情報が氾濫する時代に自己研鑽を積む極意について,リハビリテーション分野のエキスパートにインタビューする本企画。6人目は,脳卒中リハビリテーションの専門家として,さまざまな媒体を通じてセラピストに有益な情報を発信されている,大阪公立大学大学院 教授の竹林 崇先生にお話を伺いました。
全4回シリーズの第2回では,セラピストが科学的思考に基づきエビデンスをどのようにとらえて臨床に落とし込むべきか,ご意見をいただきました。

エビデンスの構造と臨床におけるEBPを理解する

——科学的思考に関連して,研究によるエビデンスと臨床での介入との関係について,セラピストの間では話題になることも多いかと思いますが,先生はどのように考えていますか。

竹林:
両者の関係性を理解するには,まずエビデンスというものの構造を正しくとらえる必要があります。
エビデンスといえば,絶対的な正答を示すという印象を抱く方も多いですが,実際には限界があって,そこが曖昧な部分となっています。
ガイドラインなどで示されているあるエビデンスの限界を知るためには,そのエビデンスの元となった論文などを読みながら,まずは研究デザインの正確さを批判的に吟味する必要があります。さらに,どのような対象者,どのようなアウトカムに適応されるエビデンスなのかを考える必要があります。
そのうえで勉強して,得られたエビデンスが正確なものか曖昧なものか,自分の頭の中でランク付けをしていきます。
さて,これらのエビデンスを臨床において,本人の嗜好性や環境因子といった個別性を考慮しながら,患者さんにとって利益が最大になるように介入方法を医療者と患者さん自身が協議・合議しながら取捨選択し,アプローチしていくのが,EBP(編集部注:科学的根拠に基づいた実践)です。

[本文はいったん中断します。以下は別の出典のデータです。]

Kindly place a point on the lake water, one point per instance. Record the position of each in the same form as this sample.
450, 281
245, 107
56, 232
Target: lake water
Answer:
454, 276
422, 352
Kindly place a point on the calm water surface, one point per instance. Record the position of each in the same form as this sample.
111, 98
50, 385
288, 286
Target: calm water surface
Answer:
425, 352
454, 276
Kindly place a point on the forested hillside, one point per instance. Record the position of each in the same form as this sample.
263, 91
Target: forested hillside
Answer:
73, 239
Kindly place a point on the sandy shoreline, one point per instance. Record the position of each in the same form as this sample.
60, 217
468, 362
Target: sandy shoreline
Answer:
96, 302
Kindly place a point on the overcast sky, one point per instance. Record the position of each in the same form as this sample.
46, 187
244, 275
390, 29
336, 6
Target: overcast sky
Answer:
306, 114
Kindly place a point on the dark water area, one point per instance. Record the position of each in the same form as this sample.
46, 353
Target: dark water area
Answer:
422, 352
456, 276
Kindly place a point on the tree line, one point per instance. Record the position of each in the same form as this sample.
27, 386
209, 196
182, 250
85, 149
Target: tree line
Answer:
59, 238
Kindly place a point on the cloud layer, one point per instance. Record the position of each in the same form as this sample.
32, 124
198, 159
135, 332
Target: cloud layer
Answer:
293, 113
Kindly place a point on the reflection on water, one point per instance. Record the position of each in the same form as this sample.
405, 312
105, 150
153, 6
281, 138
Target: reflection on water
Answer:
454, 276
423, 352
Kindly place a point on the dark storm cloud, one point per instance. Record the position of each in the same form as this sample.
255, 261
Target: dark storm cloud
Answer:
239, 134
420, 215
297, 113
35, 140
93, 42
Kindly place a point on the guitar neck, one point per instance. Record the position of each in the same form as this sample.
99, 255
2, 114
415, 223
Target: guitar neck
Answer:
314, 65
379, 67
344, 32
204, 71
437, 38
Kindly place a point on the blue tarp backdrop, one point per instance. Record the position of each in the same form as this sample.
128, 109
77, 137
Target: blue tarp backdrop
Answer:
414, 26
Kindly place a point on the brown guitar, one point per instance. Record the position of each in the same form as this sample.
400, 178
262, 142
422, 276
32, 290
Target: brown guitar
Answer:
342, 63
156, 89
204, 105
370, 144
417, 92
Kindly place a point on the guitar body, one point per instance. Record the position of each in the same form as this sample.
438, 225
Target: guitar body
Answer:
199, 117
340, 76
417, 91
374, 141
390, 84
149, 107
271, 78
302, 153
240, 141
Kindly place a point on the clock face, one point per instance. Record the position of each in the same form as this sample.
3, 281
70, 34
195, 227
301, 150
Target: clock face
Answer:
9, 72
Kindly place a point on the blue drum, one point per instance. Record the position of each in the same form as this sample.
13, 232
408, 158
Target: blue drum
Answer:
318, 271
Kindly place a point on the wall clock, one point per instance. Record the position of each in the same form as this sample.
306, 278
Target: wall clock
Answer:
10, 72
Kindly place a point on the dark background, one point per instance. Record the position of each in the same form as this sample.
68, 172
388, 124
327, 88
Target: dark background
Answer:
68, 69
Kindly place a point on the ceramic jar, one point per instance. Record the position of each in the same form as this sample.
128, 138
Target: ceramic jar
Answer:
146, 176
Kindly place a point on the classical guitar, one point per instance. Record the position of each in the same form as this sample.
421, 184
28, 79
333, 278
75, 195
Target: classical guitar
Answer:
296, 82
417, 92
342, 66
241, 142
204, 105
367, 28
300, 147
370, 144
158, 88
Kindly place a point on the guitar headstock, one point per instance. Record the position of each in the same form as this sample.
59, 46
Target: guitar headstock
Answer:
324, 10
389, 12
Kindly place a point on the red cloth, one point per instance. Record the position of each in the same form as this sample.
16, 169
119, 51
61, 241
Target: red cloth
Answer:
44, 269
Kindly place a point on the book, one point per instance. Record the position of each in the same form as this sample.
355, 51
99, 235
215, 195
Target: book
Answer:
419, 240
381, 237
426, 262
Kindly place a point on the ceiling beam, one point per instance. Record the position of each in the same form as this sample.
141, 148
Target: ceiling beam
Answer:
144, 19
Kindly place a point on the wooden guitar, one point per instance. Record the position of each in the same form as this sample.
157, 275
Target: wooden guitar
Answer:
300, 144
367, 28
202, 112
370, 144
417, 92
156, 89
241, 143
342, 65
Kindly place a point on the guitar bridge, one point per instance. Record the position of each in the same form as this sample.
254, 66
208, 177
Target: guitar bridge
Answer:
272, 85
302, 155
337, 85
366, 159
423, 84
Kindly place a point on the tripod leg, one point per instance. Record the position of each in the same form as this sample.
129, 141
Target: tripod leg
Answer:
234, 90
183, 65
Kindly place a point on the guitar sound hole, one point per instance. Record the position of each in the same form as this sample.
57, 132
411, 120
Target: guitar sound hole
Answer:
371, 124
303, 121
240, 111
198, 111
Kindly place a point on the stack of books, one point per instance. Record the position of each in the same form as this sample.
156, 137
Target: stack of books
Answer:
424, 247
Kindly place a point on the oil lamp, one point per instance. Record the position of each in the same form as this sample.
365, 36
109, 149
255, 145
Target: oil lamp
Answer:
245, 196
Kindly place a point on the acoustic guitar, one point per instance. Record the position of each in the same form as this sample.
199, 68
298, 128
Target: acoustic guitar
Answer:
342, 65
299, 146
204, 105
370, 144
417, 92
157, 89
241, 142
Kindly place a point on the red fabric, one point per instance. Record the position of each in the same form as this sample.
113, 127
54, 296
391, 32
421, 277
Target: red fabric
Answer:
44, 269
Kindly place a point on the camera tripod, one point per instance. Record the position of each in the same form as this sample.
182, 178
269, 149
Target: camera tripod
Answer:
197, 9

——エビデンスやEBPの考え方について,セラピストが学ぶ機会はないのでしょうか。

竹林:
本当は,臨床現場に出る前の養成校で教えないといけない内容だと思います。
ただし,現状の養成校における教育課程では実習自体もCCS(編集部注:臨床参加型実習)になっており,EBPに関する実践まで行える時間的余裕は少ないかなと感じています。
ですから,ただ考え方を伝えても,すぐに利用できるとは思いません。
実際には,免許取得後の卒後教育のなかで,自身で実践しつつ,EBPを身に付けていく形になると思います。
日本は,皆保険制度によって誰しもがリハビリテーション(以下,リハ)を受けられる世界的にも稀有な国です。
公的資金でリハを提供するのですから,可能な限りどこでも,誰でも公平なリハを受けることができるようにするために,EBPによる標準治療は非常に合理的だと思います。
今後もさまざまな形で,誤解なくEBPの重要性についてセラピストの方々に発信していけたらと思います。

セラピストの技術に対するエビデンスが示すこと

——エビデンスを語るうえで,ベテランのセラピストの技術というのも話題になるかと思います。後世に伝えていく際,どのように注意すべきでしょうか。

竹林:
ベテランの技術や知識はその方がセラピストとして過ごすなかで培われた尊いものです。
それと同時に,その技術や知識は,『そのベテランの経験の範疇を超えないもの』であるという負の部分も孕むものです。
こういった汎用性,ほかの経験との比較といった観点も含めて,お話を進めていきましょう。
まずは多様に学ぶこと,そして,先行研究の知識を参考にする,という視点です。
例えば,一昔前の自己研鑽のデザインとしては,リハにおいて,1つの手法を極めるというものであったかなと思います。
これは,入職した病院で多くの方が使用している『○○療法』と呼ばれる特定のアプローチで患者さんのすべてに対応しようとするものです。
ただし,1つの手法やコンセプトで患者さんの多種多様な症候に対応するのはとても難しいことですし,近年では複合的に各々特徴がある手法を併用し,患者さんの症候に当たることが一般化してきています。
こういったトレンドのなかで,EBPを進める際に大切なことは,患者さんに世の中で効果があると言われている手法にどのようなものがあるかについて紹介したうえで,医療者はどの方法がよいと考えているかを伝えることです。
例えば,推奨されているほかの手法があるにもかかわらず,医療者が確認を取らずにある手法で介入をし,結果が伴わなかったとします。
退院後,医療者が提供した以外に推奨されている手法があったと知った患者さんは,どれだけ後悔するでしょうか。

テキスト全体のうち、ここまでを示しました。